Desafortunadamente, la necesidad del narrador de explicarse, de mostrar su pensamiento, llega de inmediato. El párrafo citado continúa así: “Pienso que debe haber algo detrás de esa sincronía, un lenguaje desconocido que emociona al público. Al menos en la televisión hay distintas tomas, un narrador que piensa por sus telespectadores, comerciales…” Justamente, el narrador de Rabia piensa por sus lectores y les presenta distintas tomas cuidadosamente elegidas. Se niega ante el lector, como el mundo virtual le niega a Foster, la capacidad de decidir por sí mismo.

En su intento por pasar como literatura, la novela termina por trivializar y esterilizar aquello que debiera ser su materia prima. Privilegia el producto editorial antes que la labor literaria. Habría corrido mejor suerte si se hubiese deshecho de todas sus pretensiones literarias y se hubiese limitado a contar una historia. Desafortunadamente, la generación de Mesa parece ir olvidando la esencia y opta por la apariencia. Si la virtualidad falla en la obra en sí, se confirma en lo paraliterario; es decir, si una obra no es literatura, al menos se puede simular para que parezca literatura.
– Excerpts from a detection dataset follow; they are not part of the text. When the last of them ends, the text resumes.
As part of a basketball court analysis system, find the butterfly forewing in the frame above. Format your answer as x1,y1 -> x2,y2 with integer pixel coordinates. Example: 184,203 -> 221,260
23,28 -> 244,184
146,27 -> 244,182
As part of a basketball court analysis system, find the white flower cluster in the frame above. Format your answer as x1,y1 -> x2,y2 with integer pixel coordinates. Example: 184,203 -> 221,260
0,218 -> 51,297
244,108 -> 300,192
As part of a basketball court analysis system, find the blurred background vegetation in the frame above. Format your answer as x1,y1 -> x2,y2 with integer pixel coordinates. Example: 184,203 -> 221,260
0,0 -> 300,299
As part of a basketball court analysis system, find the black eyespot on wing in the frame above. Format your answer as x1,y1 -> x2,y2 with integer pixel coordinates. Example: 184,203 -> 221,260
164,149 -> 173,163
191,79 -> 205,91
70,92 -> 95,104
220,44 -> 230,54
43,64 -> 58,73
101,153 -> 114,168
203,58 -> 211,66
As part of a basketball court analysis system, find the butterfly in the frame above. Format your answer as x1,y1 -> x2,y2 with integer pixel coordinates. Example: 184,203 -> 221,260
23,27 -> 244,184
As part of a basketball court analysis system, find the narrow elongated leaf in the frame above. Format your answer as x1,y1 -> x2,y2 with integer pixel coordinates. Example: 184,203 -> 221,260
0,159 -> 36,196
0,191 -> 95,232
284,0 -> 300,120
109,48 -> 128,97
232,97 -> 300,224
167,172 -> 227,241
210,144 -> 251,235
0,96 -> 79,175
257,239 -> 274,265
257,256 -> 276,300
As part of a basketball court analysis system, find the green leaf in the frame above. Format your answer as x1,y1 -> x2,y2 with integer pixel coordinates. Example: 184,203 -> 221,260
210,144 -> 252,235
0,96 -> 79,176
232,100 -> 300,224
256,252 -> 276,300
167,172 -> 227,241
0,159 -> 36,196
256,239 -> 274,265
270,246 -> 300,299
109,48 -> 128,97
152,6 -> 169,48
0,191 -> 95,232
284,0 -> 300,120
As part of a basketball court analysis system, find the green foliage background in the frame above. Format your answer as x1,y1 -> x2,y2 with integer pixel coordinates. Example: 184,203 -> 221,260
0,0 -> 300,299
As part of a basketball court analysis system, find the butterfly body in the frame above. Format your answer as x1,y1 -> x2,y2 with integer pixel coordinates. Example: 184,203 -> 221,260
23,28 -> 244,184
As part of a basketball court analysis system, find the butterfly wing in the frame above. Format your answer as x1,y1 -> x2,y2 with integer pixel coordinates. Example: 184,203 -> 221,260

La publicación de novelas como Rabia plantea un doble reto para esa y futuras generaciones de escritores. El primero, romper con el esquema cómodo y tranquilo en que se han aletargado, correr riesgos, arriesgarse a molestar conciencias y causar malestares. Romper con el esquema confortable de la literatura como carrera. El segundo, proponerse recuperar la mente y los ojos de los lectores que este tipo de escritos aleja hacia las ofertas virtuales, pero paradójicamente más honestas. Jaime Mesa ya ha demostrado que tiene la capacidad técnica necesaria para escribir una novela. Ahora sólo le hace falta ponerse a escribir, en serio.

René López Villamar nació en la Ciudad de México en 1979. Prófugo de la ingeniería y las escuelas católicas, intenta recuperar su humanidad por medio de la literatura. En 2006 ganó el Premio Sergio Pitol de relato con De la obsesión de Julián Casillas por las amapolas. Le gustan la comida japonesa y los títulos largos.